On Sorrow and Joy Together:
“The presence of great sorrow and great grief in my heart does not mean that there cannot be great joy and peace at the same time in the same aching heart.”
— John Piper ([01:32])
On Trapping Ourselves:
“If we persuade ourselves that grief and sorrow and loss must cease before we have joy and peace again, we will be trapped in a life of hopelessness or hypocrisy.”
— John Piper ([02:23])
On Paul’s Endurance:
“His anguish over lost loved ones never goes away. And his afflictions are relentless… [Yet] he says, ‘I’m not going to wait.
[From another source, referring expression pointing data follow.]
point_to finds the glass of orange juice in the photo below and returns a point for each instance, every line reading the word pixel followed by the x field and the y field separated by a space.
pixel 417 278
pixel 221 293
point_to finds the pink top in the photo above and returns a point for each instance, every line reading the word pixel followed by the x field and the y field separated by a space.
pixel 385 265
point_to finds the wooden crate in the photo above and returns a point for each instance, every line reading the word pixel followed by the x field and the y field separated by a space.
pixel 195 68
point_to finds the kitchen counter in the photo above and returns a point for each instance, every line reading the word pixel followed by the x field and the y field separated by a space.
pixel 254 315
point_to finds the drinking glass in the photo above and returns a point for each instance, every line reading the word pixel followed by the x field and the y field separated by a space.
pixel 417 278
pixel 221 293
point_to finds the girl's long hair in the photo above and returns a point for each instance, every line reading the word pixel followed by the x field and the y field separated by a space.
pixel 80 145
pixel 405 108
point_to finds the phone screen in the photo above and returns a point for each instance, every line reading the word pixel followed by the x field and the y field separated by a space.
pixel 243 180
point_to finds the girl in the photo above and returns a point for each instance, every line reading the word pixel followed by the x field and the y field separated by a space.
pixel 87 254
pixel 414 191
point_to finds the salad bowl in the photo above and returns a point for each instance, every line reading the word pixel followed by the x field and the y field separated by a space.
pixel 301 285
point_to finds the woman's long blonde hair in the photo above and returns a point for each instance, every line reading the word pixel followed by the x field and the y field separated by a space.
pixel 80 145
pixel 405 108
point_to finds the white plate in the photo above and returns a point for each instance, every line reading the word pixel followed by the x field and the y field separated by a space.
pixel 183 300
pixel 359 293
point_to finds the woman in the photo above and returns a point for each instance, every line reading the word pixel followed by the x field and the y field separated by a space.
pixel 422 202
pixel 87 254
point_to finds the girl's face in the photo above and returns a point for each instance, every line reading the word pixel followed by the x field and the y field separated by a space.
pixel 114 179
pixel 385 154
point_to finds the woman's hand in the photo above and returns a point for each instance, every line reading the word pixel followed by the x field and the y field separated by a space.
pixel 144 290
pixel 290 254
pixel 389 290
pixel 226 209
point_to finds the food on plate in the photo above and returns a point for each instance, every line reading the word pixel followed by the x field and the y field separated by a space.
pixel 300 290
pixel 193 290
I’m going to crowd joy into my broken heart and make it exist alongside my sorrow.’”
— John Piper ([04:46])
Practical Application:
“Let the example of Paul in the New Testament and thousands of ordinary saints through the centuries give you a fresh confidence. With God’s enabling grace, you can endure this season of your life.”
— John Piper ([10:59])
With his characteristically gentle and pastoral tone, Piper offers not quick fixes but a “deep and wonderful discovery” that sorrow and joy can be intertwined. He doesn’t shy away from profound pain, but insists it need not block out the experience of real, sustaining gospel joy—a lesson seen in his own story and the stories of saints across the ages.